Talent: Skills, attributes, values, experiences, and prior organizational lineage are critical inputs to any team. Spend the time clarifying what you need, build relationships with potential candidates far before you need to hire someone, and then only hire people you think will truly be additive to your organization. Sadly this kind of proactive work is not done enough in organizations and as a result people simply settle for people who arrive via the recruiting process. Creative people are especially sensitive to the skills and quality of their peers so if your stated goal is to foster innovation you simply cannot settle for weak talent.

Leadership: Culture, more than anything else, is impacted by leadership and what they encourage, celebrate, emphasize, and measure. If leaders want a culture of creativity and continuous learning then they need to help the entire team discover how the culture currently encourages and discourages innovation and then work to tune accordingly. Leaders are ideally creative themselves and push the power of ongoing process improvements to the people themselves. Leaders at their best are catalysts for people achieving more together than could be accomplished on their own so this is both a skill as well as an attitude that is then reflected in others' behaviors and attitudes.

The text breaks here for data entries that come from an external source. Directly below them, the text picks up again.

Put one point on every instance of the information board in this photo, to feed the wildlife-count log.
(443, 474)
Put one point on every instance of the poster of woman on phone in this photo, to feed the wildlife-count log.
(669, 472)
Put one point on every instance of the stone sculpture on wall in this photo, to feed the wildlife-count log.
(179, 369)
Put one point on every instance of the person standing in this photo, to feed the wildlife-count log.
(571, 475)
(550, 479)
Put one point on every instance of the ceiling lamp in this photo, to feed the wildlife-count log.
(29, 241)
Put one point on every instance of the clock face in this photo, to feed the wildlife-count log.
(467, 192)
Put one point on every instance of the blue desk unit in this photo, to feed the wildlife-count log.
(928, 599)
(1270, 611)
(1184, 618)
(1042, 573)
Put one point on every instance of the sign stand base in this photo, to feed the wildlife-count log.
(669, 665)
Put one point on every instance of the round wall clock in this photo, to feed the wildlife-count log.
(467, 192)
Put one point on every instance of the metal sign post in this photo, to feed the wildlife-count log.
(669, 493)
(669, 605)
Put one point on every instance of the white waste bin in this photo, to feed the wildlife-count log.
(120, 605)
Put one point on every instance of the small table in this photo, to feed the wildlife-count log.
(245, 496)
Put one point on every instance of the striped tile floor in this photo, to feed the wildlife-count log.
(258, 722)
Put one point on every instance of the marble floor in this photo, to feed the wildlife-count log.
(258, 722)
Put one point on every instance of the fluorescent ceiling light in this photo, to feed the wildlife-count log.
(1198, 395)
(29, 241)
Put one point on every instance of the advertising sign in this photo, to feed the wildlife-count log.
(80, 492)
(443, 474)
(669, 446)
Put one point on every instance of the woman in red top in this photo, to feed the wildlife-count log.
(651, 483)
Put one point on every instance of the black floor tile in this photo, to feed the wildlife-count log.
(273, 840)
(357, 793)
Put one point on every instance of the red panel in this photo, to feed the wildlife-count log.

Culture: The glue that ties all these factors together, the unspoken but very clear approaches to behavior inside an organization. Includes the "values, assumptions, expectations, collective memories, and definitions present in an organization. It represents "how things are around here". It reflects the prevailing ideology that people carry inside their heads. It conveys a sense of identity to employees, provides unwritten and often unspoken guidelines for how to get along in the organization, and it enhances the stability of the social system that they experience. " (Diagnosing and Changing Organizational Culture, Camerson & Quinn). When leaders and employees want to change the culture the first step is to understand how things presently work and then emphasize the things that spur innovation as well as remove or limit the factors that inhibit it. Both have to happen if any chance of change will happen, and people need to be very patient for these changes to start taking off and to properly use measures (do not try to quantify something that is inherently unquantifiable).